Autorelease pools can be nested. When an object is autoreleased, it is added to the innermost pool. This nesting of autorelease pools can be taken advantage of to allow the control of the high memory mark of an application.

Autorelease pools can be thought of as being in a stack. When an autorelease pool is created, it is pushed onto the stack; when it is drained, it is pulled off the stack. When an object is autoreleased, it is put into the topmost pool in the stack.

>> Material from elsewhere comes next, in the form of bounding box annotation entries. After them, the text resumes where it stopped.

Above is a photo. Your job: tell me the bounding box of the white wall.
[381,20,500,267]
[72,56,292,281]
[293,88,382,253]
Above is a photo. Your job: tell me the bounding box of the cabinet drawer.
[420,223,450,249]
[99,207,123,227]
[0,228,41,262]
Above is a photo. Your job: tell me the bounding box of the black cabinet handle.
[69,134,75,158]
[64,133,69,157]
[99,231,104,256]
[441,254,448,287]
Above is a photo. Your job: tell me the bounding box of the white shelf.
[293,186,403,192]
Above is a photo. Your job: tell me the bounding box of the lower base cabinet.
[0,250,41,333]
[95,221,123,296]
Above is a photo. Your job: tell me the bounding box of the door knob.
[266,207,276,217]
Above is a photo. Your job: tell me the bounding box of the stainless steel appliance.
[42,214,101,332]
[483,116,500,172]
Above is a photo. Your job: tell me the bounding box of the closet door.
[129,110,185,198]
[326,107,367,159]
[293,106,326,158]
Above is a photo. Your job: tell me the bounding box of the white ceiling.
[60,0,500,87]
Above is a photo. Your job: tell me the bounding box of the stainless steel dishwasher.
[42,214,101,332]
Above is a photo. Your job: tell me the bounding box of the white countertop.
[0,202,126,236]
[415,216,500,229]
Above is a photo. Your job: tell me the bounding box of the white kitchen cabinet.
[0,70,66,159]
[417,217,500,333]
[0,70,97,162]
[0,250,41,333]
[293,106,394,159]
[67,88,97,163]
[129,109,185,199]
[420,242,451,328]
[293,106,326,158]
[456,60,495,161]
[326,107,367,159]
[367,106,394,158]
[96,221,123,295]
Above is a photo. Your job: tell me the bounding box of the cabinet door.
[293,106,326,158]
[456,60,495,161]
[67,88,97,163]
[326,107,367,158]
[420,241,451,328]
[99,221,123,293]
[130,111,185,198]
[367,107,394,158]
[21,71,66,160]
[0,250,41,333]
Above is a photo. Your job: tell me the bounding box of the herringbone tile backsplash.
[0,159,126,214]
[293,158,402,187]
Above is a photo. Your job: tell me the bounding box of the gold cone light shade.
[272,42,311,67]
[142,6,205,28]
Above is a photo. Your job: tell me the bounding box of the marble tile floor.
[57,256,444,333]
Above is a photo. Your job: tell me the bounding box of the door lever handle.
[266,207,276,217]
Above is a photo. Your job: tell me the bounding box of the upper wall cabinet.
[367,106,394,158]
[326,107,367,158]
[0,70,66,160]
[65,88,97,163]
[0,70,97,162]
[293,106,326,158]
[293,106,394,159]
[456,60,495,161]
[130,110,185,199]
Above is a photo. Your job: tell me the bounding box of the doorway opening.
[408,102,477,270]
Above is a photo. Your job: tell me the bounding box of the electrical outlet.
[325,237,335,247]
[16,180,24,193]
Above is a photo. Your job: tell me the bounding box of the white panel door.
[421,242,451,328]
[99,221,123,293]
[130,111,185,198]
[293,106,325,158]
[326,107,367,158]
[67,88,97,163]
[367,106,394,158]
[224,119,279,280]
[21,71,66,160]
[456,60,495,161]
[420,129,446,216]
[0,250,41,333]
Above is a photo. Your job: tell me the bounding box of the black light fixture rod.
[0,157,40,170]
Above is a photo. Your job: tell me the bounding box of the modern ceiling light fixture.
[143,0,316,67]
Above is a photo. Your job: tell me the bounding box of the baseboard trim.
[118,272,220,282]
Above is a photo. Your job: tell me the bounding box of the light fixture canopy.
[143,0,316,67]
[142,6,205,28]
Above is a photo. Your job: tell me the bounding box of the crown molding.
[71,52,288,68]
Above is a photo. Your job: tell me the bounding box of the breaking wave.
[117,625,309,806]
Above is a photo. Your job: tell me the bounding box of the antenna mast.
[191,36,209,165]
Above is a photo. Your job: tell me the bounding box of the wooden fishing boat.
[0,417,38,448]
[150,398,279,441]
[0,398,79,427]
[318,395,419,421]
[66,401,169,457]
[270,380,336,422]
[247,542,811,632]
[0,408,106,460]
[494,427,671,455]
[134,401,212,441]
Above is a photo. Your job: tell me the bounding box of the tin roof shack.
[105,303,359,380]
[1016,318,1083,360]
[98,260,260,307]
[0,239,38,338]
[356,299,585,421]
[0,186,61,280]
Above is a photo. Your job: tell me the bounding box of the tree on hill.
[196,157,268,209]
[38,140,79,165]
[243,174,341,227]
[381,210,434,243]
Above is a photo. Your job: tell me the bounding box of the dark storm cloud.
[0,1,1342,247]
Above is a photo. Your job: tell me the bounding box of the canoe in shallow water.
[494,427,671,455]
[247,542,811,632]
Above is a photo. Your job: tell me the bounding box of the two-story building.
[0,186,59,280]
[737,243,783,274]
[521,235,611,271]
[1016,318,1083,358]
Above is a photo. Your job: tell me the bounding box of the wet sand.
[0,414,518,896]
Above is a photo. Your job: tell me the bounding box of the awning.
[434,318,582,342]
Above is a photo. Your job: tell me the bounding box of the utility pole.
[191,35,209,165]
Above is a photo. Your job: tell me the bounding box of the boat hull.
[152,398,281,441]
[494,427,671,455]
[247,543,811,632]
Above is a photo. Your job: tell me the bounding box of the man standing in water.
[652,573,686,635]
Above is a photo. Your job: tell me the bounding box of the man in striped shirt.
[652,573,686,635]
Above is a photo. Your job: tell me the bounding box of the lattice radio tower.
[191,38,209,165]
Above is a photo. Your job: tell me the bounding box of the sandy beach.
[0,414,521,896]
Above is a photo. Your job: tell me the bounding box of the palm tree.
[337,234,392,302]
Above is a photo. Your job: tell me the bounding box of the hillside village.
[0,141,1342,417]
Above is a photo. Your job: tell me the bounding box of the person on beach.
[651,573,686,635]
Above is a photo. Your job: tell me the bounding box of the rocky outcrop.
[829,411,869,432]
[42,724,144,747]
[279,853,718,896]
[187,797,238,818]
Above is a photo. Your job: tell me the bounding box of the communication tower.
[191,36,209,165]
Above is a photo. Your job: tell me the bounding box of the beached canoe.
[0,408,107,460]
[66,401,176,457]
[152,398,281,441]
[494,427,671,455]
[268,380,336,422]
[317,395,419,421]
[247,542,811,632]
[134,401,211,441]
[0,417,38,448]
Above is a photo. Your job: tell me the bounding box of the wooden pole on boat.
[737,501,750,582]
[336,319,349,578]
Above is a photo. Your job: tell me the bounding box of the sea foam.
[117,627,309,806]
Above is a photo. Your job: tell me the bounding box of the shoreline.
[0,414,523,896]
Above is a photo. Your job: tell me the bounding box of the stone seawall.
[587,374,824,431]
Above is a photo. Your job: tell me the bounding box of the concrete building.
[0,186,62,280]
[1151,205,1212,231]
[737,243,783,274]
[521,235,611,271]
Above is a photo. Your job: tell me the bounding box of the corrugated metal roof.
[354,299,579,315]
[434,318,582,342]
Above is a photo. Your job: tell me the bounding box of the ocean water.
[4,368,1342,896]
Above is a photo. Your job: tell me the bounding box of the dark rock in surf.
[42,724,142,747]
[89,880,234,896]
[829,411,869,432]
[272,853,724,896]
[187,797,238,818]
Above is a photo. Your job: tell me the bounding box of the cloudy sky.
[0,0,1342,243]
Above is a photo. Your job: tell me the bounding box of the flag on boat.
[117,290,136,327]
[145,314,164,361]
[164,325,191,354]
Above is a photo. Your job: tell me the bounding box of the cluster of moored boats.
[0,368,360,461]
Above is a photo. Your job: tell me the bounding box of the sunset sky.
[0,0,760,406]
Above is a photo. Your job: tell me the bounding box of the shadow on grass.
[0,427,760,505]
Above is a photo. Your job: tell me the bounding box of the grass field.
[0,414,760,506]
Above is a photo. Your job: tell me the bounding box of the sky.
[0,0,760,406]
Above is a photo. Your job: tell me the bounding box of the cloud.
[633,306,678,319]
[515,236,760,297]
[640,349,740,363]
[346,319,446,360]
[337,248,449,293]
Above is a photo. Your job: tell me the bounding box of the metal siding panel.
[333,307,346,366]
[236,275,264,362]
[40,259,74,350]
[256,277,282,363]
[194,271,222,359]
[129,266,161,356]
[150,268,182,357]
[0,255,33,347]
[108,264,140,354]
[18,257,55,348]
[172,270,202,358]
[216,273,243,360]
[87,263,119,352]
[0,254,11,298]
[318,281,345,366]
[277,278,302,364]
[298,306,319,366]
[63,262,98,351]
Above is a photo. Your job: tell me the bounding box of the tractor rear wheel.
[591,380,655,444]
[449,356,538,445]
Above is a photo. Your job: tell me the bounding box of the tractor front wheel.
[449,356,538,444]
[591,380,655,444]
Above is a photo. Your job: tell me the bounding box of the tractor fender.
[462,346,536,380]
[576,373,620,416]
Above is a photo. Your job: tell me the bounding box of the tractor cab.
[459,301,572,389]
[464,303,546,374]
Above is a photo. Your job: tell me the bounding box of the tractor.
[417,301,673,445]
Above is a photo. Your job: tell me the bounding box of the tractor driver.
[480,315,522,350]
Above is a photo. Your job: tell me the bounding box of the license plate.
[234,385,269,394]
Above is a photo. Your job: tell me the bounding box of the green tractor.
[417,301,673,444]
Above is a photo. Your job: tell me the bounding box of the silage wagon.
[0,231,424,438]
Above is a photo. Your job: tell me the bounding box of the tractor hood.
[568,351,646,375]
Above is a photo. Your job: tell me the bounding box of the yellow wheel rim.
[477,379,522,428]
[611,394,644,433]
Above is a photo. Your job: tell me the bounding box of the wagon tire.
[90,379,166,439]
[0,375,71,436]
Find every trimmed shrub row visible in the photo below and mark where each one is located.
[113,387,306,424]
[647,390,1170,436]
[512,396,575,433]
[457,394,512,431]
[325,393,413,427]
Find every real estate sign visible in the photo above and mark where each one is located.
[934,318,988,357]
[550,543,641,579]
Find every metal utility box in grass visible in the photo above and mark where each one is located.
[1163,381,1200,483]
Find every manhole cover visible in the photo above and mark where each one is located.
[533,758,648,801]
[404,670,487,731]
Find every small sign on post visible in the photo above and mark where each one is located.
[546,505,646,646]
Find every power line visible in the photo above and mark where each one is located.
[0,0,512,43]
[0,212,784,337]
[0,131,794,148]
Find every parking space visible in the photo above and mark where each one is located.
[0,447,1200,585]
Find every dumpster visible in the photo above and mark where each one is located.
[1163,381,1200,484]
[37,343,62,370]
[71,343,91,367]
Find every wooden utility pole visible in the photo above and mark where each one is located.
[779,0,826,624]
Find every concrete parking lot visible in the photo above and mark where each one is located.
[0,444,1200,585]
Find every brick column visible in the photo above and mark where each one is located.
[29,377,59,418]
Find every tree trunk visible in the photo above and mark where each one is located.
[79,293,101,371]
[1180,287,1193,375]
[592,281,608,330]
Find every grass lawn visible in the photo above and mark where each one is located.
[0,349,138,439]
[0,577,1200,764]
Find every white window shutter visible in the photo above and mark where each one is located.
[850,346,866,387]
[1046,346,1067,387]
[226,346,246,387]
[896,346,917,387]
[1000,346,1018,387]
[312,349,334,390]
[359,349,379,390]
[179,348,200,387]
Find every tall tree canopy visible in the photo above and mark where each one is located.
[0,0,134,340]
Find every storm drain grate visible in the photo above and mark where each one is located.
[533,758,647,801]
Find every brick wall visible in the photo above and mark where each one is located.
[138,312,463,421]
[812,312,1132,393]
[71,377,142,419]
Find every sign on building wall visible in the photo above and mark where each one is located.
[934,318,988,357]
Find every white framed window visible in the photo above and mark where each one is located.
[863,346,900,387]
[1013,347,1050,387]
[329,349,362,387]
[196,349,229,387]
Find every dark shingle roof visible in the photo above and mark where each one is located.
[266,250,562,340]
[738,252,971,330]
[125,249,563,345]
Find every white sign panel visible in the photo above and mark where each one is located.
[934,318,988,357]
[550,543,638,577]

The need to make this additional pool optimization depends entirely on your application. It is certainly not something that should be done without first monitoring the memory footprint to decide whether a problem needs addressing. Autorelease pool blocks do not incur too much overhead, but they do incur at least some overhead, so if the extra autorelease pool can be avoided, it should be.

for (int i = 0; i < 10e5; i++) {
    NSString *filePath = [[NSBundle mainBundle] pathForResource:@"10-14-Day-6k" ofType:@"jpg"];
    UIImage *image = [[UIImage alloc] initWithContentsOfFile:filePath];
    NSLog(@"%@", image);
}

// 降低内存峰值
for (int i = 0; i < 10e5; i++) {
    @autoreleasepool {
        NSString *filePath = [[NSBundle mainBundle] pathForResource:@"10-14-Day-6k" ofType:@"jpg"];
        UIImage *image = [[UIImage alloc] initWithContentsOfFile:filePath];
        NSLog(@"%@", image);
    }
}

35: Use Zombies to Help Debug Memory-Management Problems

启用了 "Zombie Object" 这个调试功能之后，Runtime 会把所有已经释放的实例转化为特殊的僵尸对象，而不会真正回收他们。僵尸对象所在的核心内存无法被重用，不可能被覆写，当尝试向僵尸对象发送消息时，程序会抛出异常，其中准确说明了发送过来的消息，并描述了回收之前的那个对象。僵尸对象是调试内存管理问题的最佳方式。

36: Avoid Using retainCount

When ARC came along, the retainCount method was deprecated, and using it causes a compiler error to be emitted.